CUPE suggested repeatedly that the average person on the street would think it unfair that incumbents of equally-valued male and female job classes with similar lengths of service might be paid a different rate of compensation. That may be so, but it is not a situation uncontemplated in the Act, so we do not think that principle can dictate the answer to the issue before us.

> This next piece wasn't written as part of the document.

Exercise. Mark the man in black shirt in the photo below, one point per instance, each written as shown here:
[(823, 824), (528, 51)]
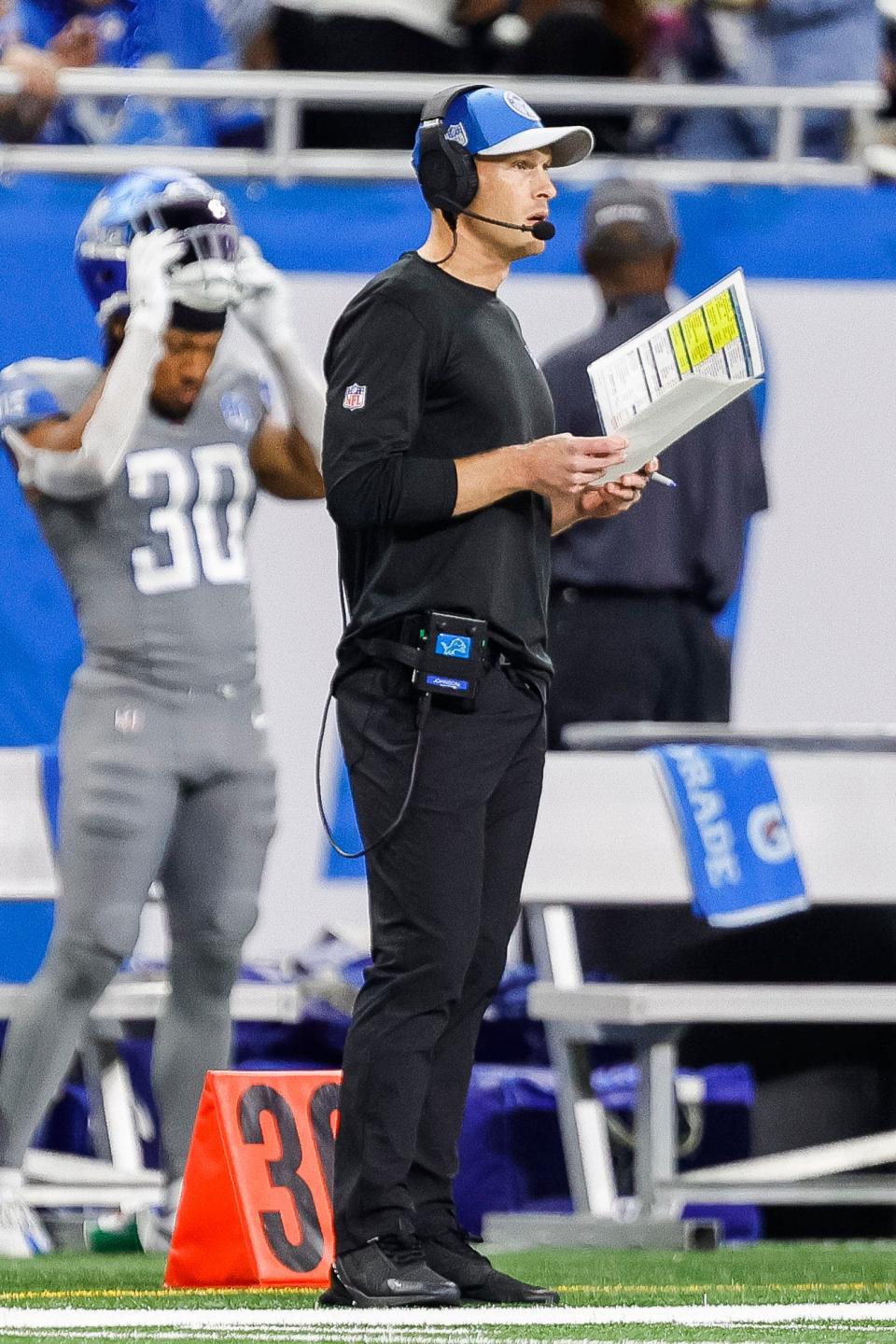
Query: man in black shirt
[(632, 607), (445, 480)]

As noted above, the confronting issue in this case arises at the point that the parties must consider what pay equity adjustments are required for the pairs of comparably-valued male and female job classes that they have identified. The goal of the Act is “to establish …compensation practices that provide for pay equity”. The Act defines when pay equity is “achieved”. The definition for both job-to-job comparisons and comparisons based on PV are similar in that they make explicit reference to “job rate” which is the highest rate of compensation available to a job class. These are the sections that speak to when pay equity is achieved:
5.1(1) For the purposes of this Act, pay equity is achieved in an establishment when every female job class in the establishment has been compared to a job class or job classes under the job-to-job method of comparison or the proportional value method of comparison and any adjustment to the job rate of each female job class that is indicated by the comparison has been made.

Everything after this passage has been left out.